South Park City


South Park City is an open-air museum located at the west end of Front Street in the town of Fairplay in Park County, Colorado. Open from May 15 through October 15, the museum is a historic reconstruction of a mining town from the days of the Colorado Gold Rush and the later Colorado Silver Boom in South Park in the late 1850s through the 1880s.
The museum contains thirty-five authentic relocated buildings filled with over 60,000 artifacts that depict many of the economic and social aspects of life in a gold or silver mining town in Colorado in the late 19th century. Two of the buildings, the South Park Brewery and the Summer Saloon, are listed in the National Register of Historic Places.

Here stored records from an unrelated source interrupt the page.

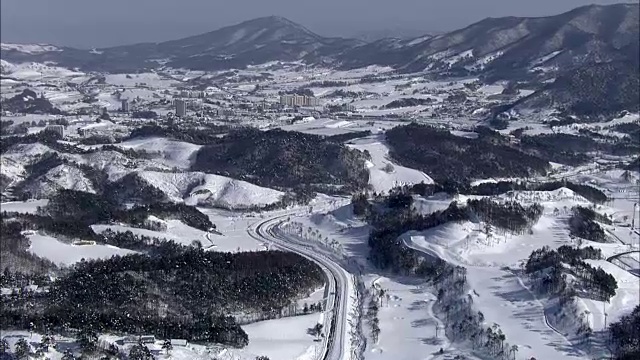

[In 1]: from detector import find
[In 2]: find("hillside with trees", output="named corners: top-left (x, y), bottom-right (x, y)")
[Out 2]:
top-left (386, 124), bottom-right (550, 182)
top-left (192, 129), bottom-right (369, 192)
top-left (0, 242), bottom-right (324, 347)
top-left (525, 245), bottom-right (618, 301)
top-left (609, 305), bottom-right (640, 360)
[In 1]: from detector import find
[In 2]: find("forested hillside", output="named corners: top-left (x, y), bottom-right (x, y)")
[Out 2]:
top-left (1, 242), bottom-right (324, 347)
top-left (386, 124), bottom-right (549, 182)
top-left (193, 129), bottom-right (369, 191)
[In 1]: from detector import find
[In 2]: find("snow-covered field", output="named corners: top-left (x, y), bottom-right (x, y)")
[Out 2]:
top-left (0, 199), bottom-right (49, 214)
top-left (349, 135), bottom-right (433, 193)
top-left (0, 314), bottom-right (322, 360)
top-left (28, 234), bottom-right (135, 266)
top-left (118, 137), bottom-right (201, 169)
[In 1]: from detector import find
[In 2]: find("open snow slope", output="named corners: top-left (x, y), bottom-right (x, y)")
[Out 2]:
top-left (26, 164), bottom-right (95, 198)
top-left (117, 137), bottom-right (202, 169)
top-left (234, 314), bottom-right (322, 360)
top-left (365, 276), bottom-right (469, 360)
top-left (0, 199), bottom-right (49, 214)
top-left (137, 171), bottom-right (283, 209)
top-left (91, 208), bottom-right (266, 252)
top-left (349, 136), bottom-right (433, 192)
top-left (28, 234), bottom-right (135, 266)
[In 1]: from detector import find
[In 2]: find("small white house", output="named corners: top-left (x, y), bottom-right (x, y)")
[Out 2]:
top-left (171, 339), bottom-right (187, 347)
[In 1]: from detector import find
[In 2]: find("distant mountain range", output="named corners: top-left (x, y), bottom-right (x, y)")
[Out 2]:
top-left (1, 4), bottom-right (639, 77)
top-left (0, 4), bottom-right (640, 113)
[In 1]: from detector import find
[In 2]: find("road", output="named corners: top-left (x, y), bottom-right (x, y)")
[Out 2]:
top-left (247, 214), bottom-right (350, 360)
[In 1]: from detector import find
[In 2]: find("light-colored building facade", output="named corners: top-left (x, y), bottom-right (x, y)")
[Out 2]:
top-left (120, 99), bottom-right (129, 113)
top-left (44, 125), bottom-right (64, 137)
top-left (280, 95), bottom-right (320, 106)
top-left (174, 99), bottom-right (187, 117)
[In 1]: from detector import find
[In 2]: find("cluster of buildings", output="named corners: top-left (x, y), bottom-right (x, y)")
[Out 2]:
top-left (280, 95), bottom-right (320, 106)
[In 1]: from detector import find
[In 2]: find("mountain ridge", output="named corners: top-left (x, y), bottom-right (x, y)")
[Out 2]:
top-left (1, 3), bottom-right (639, 79)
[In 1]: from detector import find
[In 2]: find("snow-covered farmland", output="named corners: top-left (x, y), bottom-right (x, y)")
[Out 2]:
top-left (28, 234), bottom-right (135, 266)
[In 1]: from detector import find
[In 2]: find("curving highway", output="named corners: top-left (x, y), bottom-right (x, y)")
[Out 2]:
top-left (247, 214), bottom-right (350, 360)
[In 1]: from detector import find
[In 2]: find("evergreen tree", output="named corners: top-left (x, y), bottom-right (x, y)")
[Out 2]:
top-left (15, 338), bottom-right (30, 360)
top-left (0, 338), bottom-right (9, 354)
top-left (78, 328), bottom-right (98, 353)
top-left (162, 339), bottom-right (173, 355)
top-left (62, 350), bottom-right (74, 360)
top-left (129, 342), bottom-right (153, 360)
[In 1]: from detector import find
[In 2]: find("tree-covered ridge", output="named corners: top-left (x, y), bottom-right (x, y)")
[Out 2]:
top-left (128, 125), bottom-right (230, 145)
top-left (392, 180), bottom-right (609, 204)
top-left (386, 124), bottom-right (550, 182)
top-left (42, 190), bottom-right (215, 231)
top-left (609, 305), bottom-right (640, 360)
top-left (520, 131), bottom-right (640, 165)
top-left (522, 60), bottom-right (640, 116)
top-left (193, 129), bottom-right (369, 191)
top-left (525, 245), bottom-right (618, 301)
top-left (569, 206), bottom-right (611, 242)
top-left (1, 242), bottom-right (324, 347)
top-left (352, 189), bottom-right (543, 273)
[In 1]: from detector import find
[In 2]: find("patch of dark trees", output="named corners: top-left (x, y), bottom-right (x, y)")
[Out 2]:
top-left (382, 98), bottom-right (435, 109)
top-left (0, 217), bottom-right (57, 276)
top-left (0, 243), bottom-right (324, 347)
top-left (192, 128), bottom-right (369, 193)
top-left (131, 110), bottom-right (158, 120)
top-left (386, 124), bottom-right (550, 182)
top-left (467, 198), bottom-right (544, 234)
top-left (129, 125), bottom-right (230, 145)
top-left (609, 305), bottom-right (640, 360)
top-left (569, 206), bottom-right (611, 243)
top-left (392, 180), bottom-right (609, 204)
top-left (625, 156), bottom-right (640, 171)
top-left (0, 89), bottom-right (62, 115)
top-left (325, 130), bottom-right (371, 144)
top-left (0, 130), bottom-right (88, 154)
top-left (352, 190), bottom-right (542, 274)
top-left (525, 245), bottom-right (618, 301)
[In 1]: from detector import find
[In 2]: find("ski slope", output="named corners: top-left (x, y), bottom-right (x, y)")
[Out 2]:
top-left (348, 136), bottom-right (433, 193)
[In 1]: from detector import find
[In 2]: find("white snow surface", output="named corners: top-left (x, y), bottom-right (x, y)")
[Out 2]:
top-left (0, 199), bottom-right (49, 214)
top-left (349, 136), bottom-right (433, 192)
top-left (117, 137), bottom-right (202, 169)
top-left (0, 43), bottom-right (62, 55)
top-left (28, 234), bottom-right (135, 266)
top-left (137, 171), bottom-right (283, 209)
top-left (27, 164), bottom-right (96, 198)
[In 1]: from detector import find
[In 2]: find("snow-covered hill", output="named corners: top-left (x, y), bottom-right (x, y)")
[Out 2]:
top-left (23, 164), bottom-right (96, 198)
top-left (136, 171), bottom-right (283, 209)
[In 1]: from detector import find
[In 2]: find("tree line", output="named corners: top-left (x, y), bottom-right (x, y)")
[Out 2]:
top-left (192, 129), bottom-right (369, 192)
top-left (524, 245), bottom-right (618, 301)
top-left (1, 242), bottom-right (324, 347)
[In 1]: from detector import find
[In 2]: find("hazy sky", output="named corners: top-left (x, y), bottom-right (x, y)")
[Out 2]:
top-left (0, 0), bottom-right (637, 48)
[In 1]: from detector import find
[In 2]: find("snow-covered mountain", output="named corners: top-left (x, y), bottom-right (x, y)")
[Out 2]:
top-left (2, 4), bottom-right (639, 78)
top-left (339, 4), bottom-right (638, 74)
top-left (2, 16), bottom-right (363, 72)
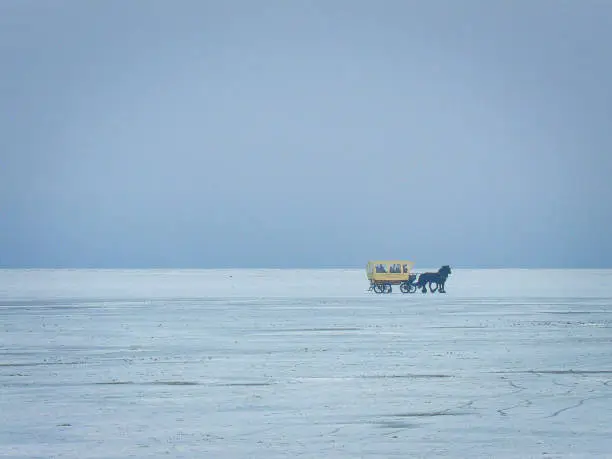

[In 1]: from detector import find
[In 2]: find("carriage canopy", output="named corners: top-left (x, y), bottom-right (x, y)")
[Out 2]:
top-left (366, 260), bottom-right (414, 282)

A log structure known as "Father Dyer’s Chapel" was a hotel in Montgomery, Colorado but was dismantled, moved to Fairplay, and rebuilt as a church in 1868. It is named for John Lewis Dyer, the itinerant Methodist clergyman who preached in the area from 1861 to 1877 and is one of the sixteen founders of Colorado memorialized in the Colorado State Capitol in Denver.
The museum was opened in 1959 after two years of preparation by the South Park Historical Foundation. It is open daily from mid-May to mid-October.
On the second weekend of August, South Park City hosts Living History Days in which volunteers in period dress perform the role of 19th-century townspeople. Living History Days romanticizes the vices of frontier America, such as playing Faro, which became popular during the California gold rush of 1849. It is illegal to play faro for money in all fifty states because the odds favor the players. Faro demonstrations will be conducted at Rache's Place Saloon in the park.
The museum was listed on the National Register of Historic Places in 2015.